2021-09-19lei config --edit: use controlling terminal
As with "lei edit-search", "lei config --edit" may spawn an interactive editor which works best from the terminal running script/lei. So implement LeiConfig as a superclass of LeiEditSearch so the two commands can share the same verification hooks and retry logic.
2021-09-19net_reader: no STARTTLS for IMAP localhost or onions
At least not by default, to match existing NNTP behavior. Tor .onions are already encrypted, and there's no point in encrypting traffic on localhost outside of testing.
2021-09-19net_reader: fix single NNTP article fetch, test ranges
While NNTP ranges was already working, fetching a single message was broken. We'll also simplify the code a bit and ensure incremental synchronization is ignored when ranges are specified.

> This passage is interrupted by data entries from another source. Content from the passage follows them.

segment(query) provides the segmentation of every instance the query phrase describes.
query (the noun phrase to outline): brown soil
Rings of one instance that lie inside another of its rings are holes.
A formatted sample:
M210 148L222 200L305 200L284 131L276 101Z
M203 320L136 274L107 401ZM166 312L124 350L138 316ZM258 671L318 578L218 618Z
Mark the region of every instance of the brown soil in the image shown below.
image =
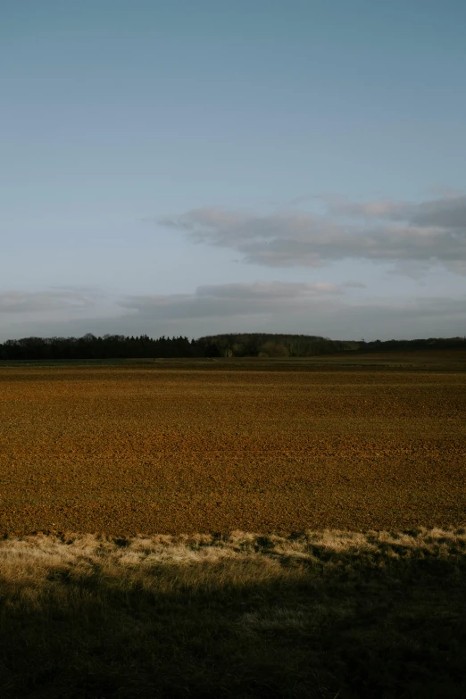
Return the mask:
M4 368L0 531L466 522L466 374Z

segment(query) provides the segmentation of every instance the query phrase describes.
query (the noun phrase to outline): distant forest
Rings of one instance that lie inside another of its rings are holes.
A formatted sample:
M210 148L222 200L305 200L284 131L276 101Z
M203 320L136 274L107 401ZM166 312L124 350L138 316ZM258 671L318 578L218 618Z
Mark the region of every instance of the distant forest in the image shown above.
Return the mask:
M188 357L310 357L337 352L382 350L466 349L465 337L431 337L419 340L330 340L312 335L243 333L187 337L147 335L96 337L23 337L0 344L1 360L70 360Z

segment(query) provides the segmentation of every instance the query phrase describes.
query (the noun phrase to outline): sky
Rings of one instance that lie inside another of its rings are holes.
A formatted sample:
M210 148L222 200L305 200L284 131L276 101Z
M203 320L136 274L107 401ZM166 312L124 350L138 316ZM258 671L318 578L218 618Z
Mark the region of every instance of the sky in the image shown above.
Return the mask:
M466 335L463 0L0 16L0 341Z

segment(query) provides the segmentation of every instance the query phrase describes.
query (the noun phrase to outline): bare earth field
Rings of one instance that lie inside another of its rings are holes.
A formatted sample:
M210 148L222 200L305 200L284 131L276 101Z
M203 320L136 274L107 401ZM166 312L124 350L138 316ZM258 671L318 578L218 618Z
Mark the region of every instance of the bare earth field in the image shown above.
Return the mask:
M0 368L0 531L466 522L464 353Z

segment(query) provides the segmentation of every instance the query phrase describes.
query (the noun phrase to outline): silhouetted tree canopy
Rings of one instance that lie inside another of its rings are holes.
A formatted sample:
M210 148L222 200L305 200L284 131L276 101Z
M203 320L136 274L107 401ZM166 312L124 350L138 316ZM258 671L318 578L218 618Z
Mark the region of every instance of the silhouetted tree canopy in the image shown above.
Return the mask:
M0 344L0 360L61 360L189 357L307 357L336 352L466 349L464 337L417 340L330 340L312 335L237 333L189 340L87 333L82 337L22 337Z

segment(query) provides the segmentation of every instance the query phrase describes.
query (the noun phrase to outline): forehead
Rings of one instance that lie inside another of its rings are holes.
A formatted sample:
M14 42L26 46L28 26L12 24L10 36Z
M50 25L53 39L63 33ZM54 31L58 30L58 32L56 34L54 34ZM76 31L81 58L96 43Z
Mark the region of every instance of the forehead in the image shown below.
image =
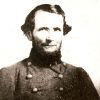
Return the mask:
M57 13L50 13L47 11L39 10L35 13L35 26L57 26L62 27L63 16Z

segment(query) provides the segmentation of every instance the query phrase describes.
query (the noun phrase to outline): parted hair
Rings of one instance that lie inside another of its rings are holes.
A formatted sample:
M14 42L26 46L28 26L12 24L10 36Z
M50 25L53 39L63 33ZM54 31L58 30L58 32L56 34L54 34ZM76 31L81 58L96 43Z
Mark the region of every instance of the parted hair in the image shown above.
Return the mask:
M24 32L24 34L27 34L29 31L33 31L34 27L35 27L35 13L38 10L43 10L43 11L47 11L50 13L57 13L57 14L61 14L63 16L63 34L66 35L69 31L71 31L71 26L66 24L65 21L65 13L62 10L62 8L59 5L50 5L50 4L42 4L39 5L37 7L35 7L26 17L25 23L21 26L21 30Z

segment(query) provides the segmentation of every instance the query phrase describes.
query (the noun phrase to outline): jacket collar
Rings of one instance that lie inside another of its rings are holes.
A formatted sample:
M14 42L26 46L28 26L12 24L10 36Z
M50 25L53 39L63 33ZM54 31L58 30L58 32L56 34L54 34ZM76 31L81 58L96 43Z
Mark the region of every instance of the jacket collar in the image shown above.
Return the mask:
M61 63L61 52L55 52L53 55L39 53L35 48L31 49L29 59L34 65L48 67Z

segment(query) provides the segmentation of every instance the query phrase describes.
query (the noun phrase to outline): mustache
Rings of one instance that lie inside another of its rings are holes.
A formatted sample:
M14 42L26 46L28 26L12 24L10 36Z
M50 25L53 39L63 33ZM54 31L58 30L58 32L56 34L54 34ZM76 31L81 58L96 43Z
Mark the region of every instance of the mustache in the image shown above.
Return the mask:
M42 43L42 46L56 46L55 44L50 44L50 43Z

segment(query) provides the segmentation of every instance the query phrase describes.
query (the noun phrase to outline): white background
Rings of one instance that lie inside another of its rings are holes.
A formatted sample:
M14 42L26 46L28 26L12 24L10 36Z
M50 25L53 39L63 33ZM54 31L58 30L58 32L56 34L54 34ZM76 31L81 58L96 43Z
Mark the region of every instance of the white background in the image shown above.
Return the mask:
M20 26L38 4L60 4L72 31L64 37L62 60L83 67L100 86L100 0L0 1L0 68L28 57L31 42Z

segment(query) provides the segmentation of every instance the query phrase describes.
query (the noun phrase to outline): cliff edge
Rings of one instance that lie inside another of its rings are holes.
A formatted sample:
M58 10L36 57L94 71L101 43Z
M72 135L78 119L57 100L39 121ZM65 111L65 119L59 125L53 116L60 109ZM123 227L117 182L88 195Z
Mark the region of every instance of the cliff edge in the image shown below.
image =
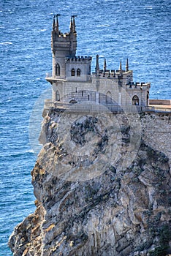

2021-09-19ipc: drop dynamic WQ process counts
In retrospect, I don't think it's needed; and trying to wire up a user interface for lei to manage process counts doesn't seem worthwhile. It could be resurrected for public-facing daemon use in the future, but that's what version control systems are for. This also lets us automatically avoid setting up broadcast sockets Followup-to: 7b7939d47b336fb7 ("lei: lock worker counts")
2021-09-19ipc: wq_do: support synchronous waits and responses
This brings the wq_* SOCK_SEQPACKET API functionality on par with the ipc_do (pipe-based) API.
2021-09-19t/lei-refresh-mail-sync: improve test reliability
We can't assume -imapd will be ready by the time we try to connect to it after restart when using "-l $ADDR". So recreate the (closed-for-testing) listen socket in the parent and hand it off to -imapd as we do normally
2021-09-19t/config: extra test for imap_url with imaps://
I configured this for public-inbox.org, but wasn't 100% sure it worked. This test ensures it stays working :>
2021-09-18lei up: automatically use dt: for remote externals
Since we can't use maxuid for remote externals, automatically maintaining the last time we got results and appending a dt: range to the query will prevent HTTP(S) responses from getting too big. We could be using "rt:", but no stable release of public-inbox supports it, yet, so we'll use dt:, instead. By default, there's a two day fudge factor to account for MTA downtime and delays; which is hopefully enough. The fudge factor may be changed per-invocation with the --remote-fudge-factor=INTERVAL option Since different externals can have different message transport routes, "lastresult" entries are stored on a per-external basis.
2021-09-17fetch: ignore non-writable epoch dirs
This will eventually be useful for maintaing partial mirrors. Keeping inline with the original public-inbox-fetch philosophy, there are no additional config files to manage: the user merely needs to remove write permissions to an $N.git directory to prevent it from being updated. Re-enabling updates just requires restoring write permission.
2021-09-17search: fix rt: w/ approxidate when TZ != UTC
While git respects a user's local timezone and returns seconds-since-the-Epoch, we were unnecessarily and incorrectly calling gmtime+strftime on its result. So ignore calling gmtime+strftime when the strftime format is "%s", just feed the output time from git directly to Xapian. This is mainly for lei, which will likely run in a variety of timezones. While we're at it, add a recommendation to use TZ=UTC in public-inbox-httpd, in case there are (misguided :P) sysadmins who set a non-UTC TZ.
2021-09-17lei refresh-mail-sync: drop old IMAP folder info
Like with Maildir, IMAP folders can be deleted entirely. Ensure they can be eliminated, but don't be fooled into removing them if they're temporarily unreachable.